Lansana Gagny Sakho : « Ousmane Sonko n’a jamais opté pour les institutions républicaines »
Ancien cadre influent, Lansana Gagny Sakho explique avoir refusé une haute fonction publique pour préserver ses valeurs, alors que son parcours politique l’a mené vers un engagement institutionnel fort.
Proche historique d’Ousmane Sonko avant de rejoindre les rangs du parti Kiiraay, porté par le président Bassirou Diomaye Faye, Lansana Gagny Sakho a livré une analyse sans concession de son ancien mentor. Intervenant dans une tribune médiatique, il a détaillé les motivations de son éloignement progressif, tout en mettant en lumière les principes qui guident désormais son action publique.
Selon ses déclarations, son adhésion initiale au projet politique de Sonko reposait davantage sur les personnalités incarnant ce mouvement que sur un engagement idéologique profond. Après l’avènement d’une nouvelle ère politique, il a décliné une offre de nomination prestigieuse dans le secteur stratégique de l’eau et de l’assainissement. Une décision mûrement réfléchie : « Je n’ai jamais placé les considérations de carrière avant mes valeurs fondamentales. Ce choix m’a offert la liberté de tracer ma propre voie, dès le départ, j’ai fait le choix des institutions républicaines », a-t-il confié.
L’ancien allié de Sonko va plus loin dans sa critique en affirmant qu’Ousmane Sonko « n’a jamais embrassé l’esprit républicain ». Il lui reproche d’avoir attisé les tensions au sommet de l’État par des déclarations publiques controversées. Parmi les exemples cités, une prise de parole de Sonko alors que le président Faye effectuait une tournée diplomatique aux États-Unis et en Chine, où il avait critiqué ouvertement l’autorité du chef de l’État. Des propos, selon Sakho, qui ont plongé l’exécutif dans une situation de grande vulnérabilité.

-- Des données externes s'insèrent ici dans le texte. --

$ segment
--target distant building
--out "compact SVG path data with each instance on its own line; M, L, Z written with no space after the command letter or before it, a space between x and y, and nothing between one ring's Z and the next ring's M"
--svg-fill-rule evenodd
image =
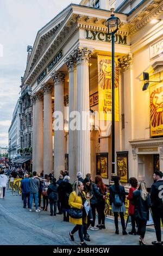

Pour Lansana Gagny Sakho, la véritable essence du choix politique réside dans la consolidation des institutions et l’amélioration de l’efficacité administrative. Bien qu’il reconnaisse l’existence de défis « de part et d’autre », il souligne les progrès significatifs accomplis, notamment dans le domaine de la justice, où des réformes structurelles ont été engagées.
L’ancien membre du cercle rapproché de Sonko s’est également exprimé sur les remaniements au sein du ministère de la Justice. Il évoque les déclarations de l’ancien ministre Ousmane Diagne devant l’Assemblée nationale, affirmant qu’« personne ne pouvait le manipuler ». Lansana Gagny Sakho y voit une tentative d’installer une autorité plus malléable, destinée à influencer les décisions des magistrats. « Ils ont sous-estimé l’indépendance des magistrats, qui ne sont pas des pions à contrôler », a-t-il lancé. Une remarque qui souligne l’écart entre les perceptions des acteurs politiques et la réalité du terrain institutionnel.